Quicksort in F# - syntax question

Question

I have a simple f# quick sort function defined as:

let rec qsort(xs:List<int>) =

let smaller = xs |> List.filter(fun e -> e < xs.Head)
let larger = xs |> List.filter(fun e -> e > xs.Head)
match xs with
| [] -> []
| _ -> qsort(smaller)@[xs.Head]@qsort(larger)

Is there a way in f# to write it more like Haskell:

qsort       :: [Int] -> [Int]
qsort []     = []
qsort (x:xs) =
qsort smaller ++ [x] ++ qsort larger
where
  smaller = [a | a <- xs, a <= x]
  larger  = [b | b <- xs, b >= x]

I know the f# algorithm is missing a <= and >=. The question is more about syntax/readibility.

Thanks.

Answer 1

You want your second match clause to be x :: xs, and to use the @ (append) operator where your Haskell example uses ++:

let rec qsort(xs : List<int>) =
  match xs with
  | [] -> []
  | x :: xs ->
      let smaller = qsort (xs |> List.filter(fun e -> e <= x))
      let larger = qsort (xs |> List.filter(fun e -> e >= x))
      smaller @ [x] @ larger

It's not quite the same as the Haskell definition by cases syntax, but hopefully similar enough for you!

Answer 2

haskell 'where' syntax, which lets you use the name of a function before its definition, kind of maps to f# 'let rec ... and'

let qsort xs =
    let rec sort xs = 
        match ls with
        |[] -> ....
        |h::t -> (smaller t) @ h @ (larger t)

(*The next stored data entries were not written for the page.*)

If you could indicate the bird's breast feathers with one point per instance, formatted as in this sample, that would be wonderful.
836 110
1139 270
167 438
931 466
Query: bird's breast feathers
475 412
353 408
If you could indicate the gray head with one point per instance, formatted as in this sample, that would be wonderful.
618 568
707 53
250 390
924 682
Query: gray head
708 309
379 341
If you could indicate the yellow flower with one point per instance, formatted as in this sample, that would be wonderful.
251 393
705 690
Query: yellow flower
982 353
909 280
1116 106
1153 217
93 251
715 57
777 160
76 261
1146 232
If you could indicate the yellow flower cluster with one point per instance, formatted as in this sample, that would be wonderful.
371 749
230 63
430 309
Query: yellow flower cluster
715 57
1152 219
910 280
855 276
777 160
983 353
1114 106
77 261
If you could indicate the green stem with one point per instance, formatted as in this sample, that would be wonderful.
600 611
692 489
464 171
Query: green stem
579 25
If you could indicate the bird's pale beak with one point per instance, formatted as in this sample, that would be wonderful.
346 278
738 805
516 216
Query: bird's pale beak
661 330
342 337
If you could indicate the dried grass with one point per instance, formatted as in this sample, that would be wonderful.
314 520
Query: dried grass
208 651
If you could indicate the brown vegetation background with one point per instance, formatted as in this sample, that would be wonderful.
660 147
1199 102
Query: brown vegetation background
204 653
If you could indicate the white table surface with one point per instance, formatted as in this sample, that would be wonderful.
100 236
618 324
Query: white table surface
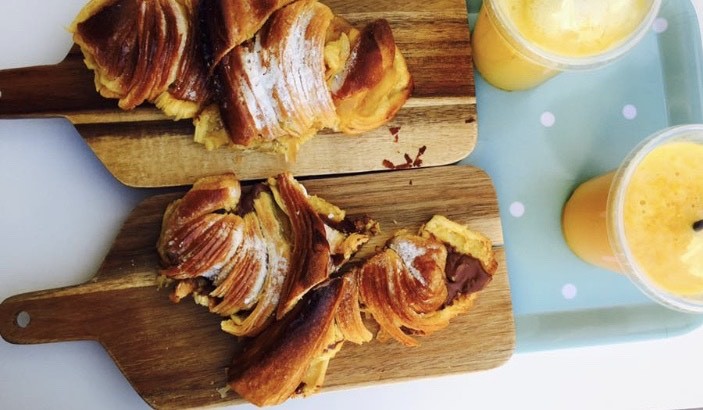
60 210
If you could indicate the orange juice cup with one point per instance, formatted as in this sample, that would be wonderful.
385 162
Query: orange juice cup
646 219
518 44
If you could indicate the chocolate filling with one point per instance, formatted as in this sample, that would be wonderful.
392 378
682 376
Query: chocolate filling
464 275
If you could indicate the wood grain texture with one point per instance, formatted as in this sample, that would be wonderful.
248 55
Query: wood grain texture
143 148
175 354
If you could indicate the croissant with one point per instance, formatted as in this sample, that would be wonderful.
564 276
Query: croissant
252 74
251 256
275 259
414 286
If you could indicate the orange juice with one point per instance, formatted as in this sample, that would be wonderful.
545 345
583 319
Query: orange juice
584 223
646 219
518 44
662 202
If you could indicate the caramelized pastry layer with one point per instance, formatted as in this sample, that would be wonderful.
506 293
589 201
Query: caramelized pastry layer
252 74
273 259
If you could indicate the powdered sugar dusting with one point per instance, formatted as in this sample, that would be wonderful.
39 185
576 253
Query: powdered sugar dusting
408 252
275 80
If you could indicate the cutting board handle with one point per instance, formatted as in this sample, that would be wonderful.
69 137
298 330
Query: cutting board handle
50 91
49 316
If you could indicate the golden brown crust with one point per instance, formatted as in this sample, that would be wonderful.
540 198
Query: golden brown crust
265 262
121 40
246 255
273 86
310 257
272 365
403 286
265 75
375 82
232 22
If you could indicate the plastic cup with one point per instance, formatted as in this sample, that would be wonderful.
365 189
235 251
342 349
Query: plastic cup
518 44
646 218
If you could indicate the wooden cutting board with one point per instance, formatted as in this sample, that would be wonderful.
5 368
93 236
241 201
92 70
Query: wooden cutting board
143 148
175 355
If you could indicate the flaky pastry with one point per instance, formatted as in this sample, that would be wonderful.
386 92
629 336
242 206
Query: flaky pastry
274 259
264 75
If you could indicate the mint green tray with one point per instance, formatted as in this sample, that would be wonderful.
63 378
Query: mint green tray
538 145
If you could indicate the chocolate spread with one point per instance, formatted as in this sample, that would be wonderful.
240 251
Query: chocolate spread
464 275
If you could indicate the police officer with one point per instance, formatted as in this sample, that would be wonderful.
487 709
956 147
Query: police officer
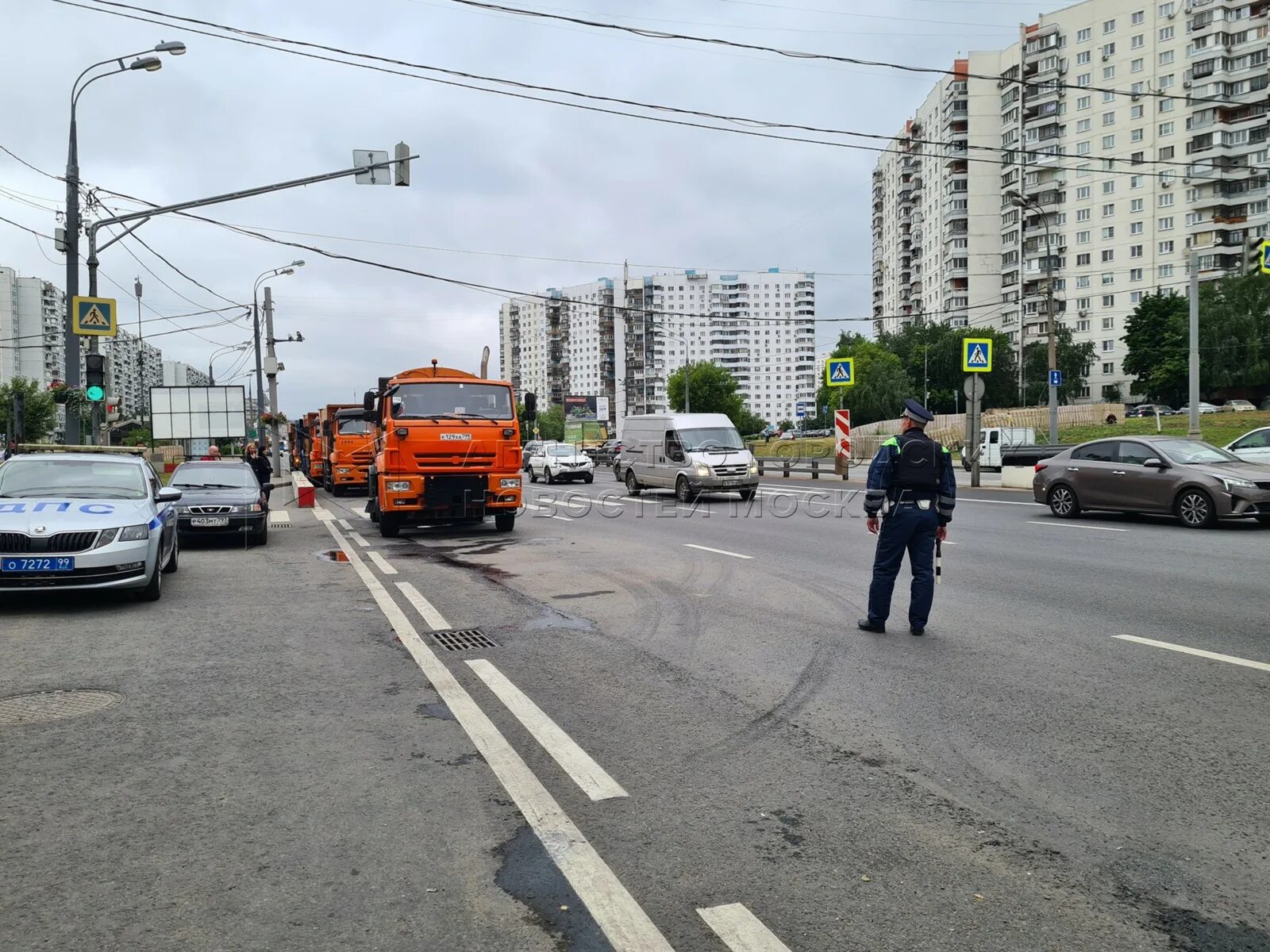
912 484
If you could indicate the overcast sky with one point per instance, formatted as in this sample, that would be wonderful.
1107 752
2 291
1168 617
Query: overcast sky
501 181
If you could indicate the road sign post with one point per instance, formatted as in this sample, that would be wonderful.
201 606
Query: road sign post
842 442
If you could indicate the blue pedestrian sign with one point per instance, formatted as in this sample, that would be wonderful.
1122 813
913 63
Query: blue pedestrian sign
977 355
840 372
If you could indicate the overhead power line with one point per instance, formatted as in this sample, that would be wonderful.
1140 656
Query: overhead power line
804 55
752 127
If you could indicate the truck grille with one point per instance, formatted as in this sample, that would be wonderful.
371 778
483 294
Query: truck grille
19 543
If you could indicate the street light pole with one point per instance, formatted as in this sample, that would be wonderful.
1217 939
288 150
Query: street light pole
71 344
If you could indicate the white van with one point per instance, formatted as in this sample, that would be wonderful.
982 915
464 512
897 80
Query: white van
690 454
995 440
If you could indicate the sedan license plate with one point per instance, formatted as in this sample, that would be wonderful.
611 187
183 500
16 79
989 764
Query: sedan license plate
56 564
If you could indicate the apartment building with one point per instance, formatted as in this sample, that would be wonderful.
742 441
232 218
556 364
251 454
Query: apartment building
1099 194
607 340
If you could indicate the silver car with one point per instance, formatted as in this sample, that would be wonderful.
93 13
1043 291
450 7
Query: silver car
82 520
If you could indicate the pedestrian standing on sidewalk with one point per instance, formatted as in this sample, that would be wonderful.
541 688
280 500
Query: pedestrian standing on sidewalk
912 486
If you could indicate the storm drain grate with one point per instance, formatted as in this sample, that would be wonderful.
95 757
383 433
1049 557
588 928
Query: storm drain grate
463 639
54 706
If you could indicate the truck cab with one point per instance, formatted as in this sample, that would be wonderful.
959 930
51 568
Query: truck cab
448 450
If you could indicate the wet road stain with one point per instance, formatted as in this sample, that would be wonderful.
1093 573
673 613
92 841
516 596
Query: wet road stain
529 876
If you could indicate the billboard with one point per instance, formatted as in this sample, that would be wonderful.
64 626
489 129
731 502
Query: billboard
198 413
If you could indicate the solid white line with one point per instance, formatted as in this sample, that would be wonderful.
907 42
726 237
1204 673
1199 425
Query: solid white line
595 782
717 551
1071 526
423 607
1199 653
615 911
381 564
741 930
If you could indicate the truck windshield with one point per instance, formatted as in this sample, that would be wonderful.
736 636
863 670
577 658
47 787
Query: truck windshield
702 441
451 399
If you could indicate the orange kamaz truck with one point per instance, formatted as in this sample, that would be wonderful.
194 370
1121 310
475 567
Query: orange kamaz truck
448 450
349 444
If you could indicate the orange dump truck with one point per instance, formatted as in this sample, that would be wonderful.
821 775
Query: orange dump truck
349 443
448 450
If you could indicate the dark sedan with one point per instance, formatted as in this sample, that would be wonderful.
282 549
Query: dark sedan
1187 478
221 498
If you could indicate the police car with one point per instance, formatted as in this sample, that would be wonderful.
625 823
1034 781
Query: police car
84 520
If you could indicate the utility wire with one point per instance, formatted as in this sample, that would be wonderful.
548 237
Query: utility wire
252 37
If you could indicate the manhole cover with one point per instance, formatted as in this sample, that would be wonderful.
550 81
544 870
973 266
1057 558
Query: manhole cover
463 639
54 704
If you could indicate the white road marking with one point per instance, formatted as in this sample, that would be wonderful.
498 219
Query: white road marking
423 607
595 782
717 551
1199 653
741 930
615 911
381 564
1072 526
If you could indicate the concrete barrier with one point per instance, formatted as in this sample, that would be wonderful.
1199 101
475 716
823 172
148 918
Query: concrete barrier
1016 476
304 490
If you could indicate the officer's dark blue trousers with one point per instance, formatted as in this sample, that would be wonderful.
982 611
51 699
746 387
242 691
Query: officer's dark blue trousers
914 530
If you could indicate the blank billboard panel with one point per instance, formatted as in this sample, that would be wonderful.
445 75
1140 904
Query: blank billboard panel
198 413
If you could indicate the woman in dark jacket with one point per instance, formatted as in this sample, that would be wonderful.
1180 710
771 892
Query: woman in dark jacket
260 467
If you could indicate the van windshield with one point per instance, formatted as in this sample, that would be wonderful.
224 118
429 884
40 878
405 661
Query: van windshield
711 438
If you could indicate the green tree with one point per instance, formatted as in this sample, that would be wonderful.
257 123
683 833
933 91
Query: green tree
880 389
713 390
40 414
1072 359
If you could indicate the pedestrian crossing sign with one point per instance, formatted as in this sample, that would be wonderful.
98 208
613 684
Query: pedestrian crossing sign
977 355
840 372
94 317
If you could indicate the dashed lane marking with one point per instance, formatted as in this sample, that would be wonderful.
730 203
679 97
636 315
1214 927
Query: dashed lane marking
741 930
381 564
717 551
615 911
594 780
1198 653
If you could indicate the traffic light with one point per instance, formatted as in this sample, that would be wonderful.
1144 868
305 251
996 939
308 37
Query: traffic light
94 378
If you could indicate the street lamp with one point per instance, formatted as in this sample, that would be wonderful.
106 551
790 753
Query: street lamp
230 349
1022 201
141 63
256 330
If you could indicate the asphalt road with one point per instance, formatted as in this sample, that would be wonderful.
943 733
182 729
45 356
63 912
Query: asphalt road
676 715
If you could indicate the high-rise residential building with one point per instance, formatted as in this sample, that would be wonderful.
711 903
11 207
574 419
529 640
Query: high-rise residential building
1083 163
596 340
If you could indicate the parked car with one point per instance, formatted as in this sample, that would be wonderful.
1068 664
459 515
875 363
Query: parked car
221 498
1203 408
1253 447
560 461
1191 479
86 520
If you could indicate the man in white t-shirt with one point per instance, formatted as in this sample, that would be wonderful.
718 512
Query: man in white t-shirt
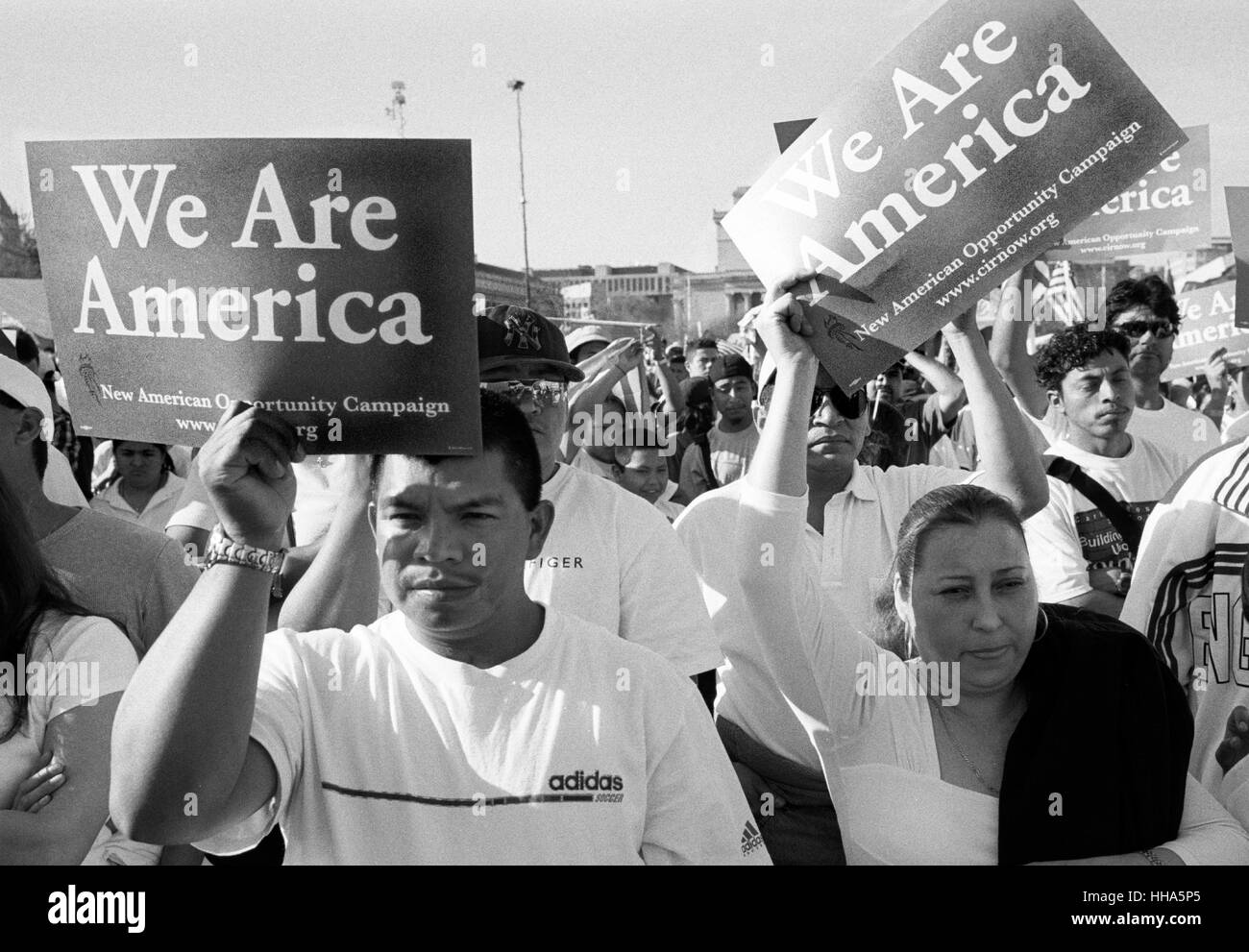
1145 314
852 524
471 726
610 557
1078 555
1188 598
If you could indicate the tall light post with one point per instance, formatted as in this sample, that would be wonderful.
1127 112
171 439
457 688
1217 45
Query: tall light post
516 86
395 110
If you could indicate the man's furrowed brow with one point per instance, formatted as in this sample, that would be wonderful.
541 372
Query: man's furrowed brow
488 500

    and smaller ls =    //the 'and' lets you define the 
                        //  function after where it is used, 
                        //  like with 'where' in haskell
         ... define smaller in terms of sort
    and larger ls =
         ... same

    sort xs

Answer 3

This is the most 'Haskellian' way I can think of, the only thing missing is being able to declare smaller/larger as a 'where' clause:

let rec qsort:int list -> int list = function
    | [] -> []
    | x::xs -> let smaller = [for a in xs do if a<=x then yield a]
               let larger =  [for b in xs do if b>x then yield b]
               qsort smaller @ [x] @ qsort larger

I know it's not part of your question, but I'd use List.partition to split the list in smaller/larger in a single pass:

let rec qsort = function
    | [] -> []
    | x::xs -> let smaller,larger = List.partition (fun y -> y<=x) xs
               qsort smaller @ [x] @ qsort larger

Answer 4

This seems to be as concise as it can get (combining the ideas from other answers, and using currying for operators):

let rec qsort = function
| [] -> []
| (x:int) :: xs ->
    let smaller = List.filter ((<=) x) xs
    let larger  = List.filter ((>=) x) xs
    qsort smaller @ [x] @ qsort larger

Answer 5

...Or you could make a tail recursive qsort by using CPS:

let qSort lst = 
   let rec qs l cont = 
       match l with
       | []      -> cont []
       | (x::xs) -> qs (List.filter (fun e -> e <= x) xs) (fun smaller ->
                    qs (List.filter (fun e -> e >  x) xs) (fun larger  ->
                        smaller @ (x :: larger) |> cont))
   qs lst id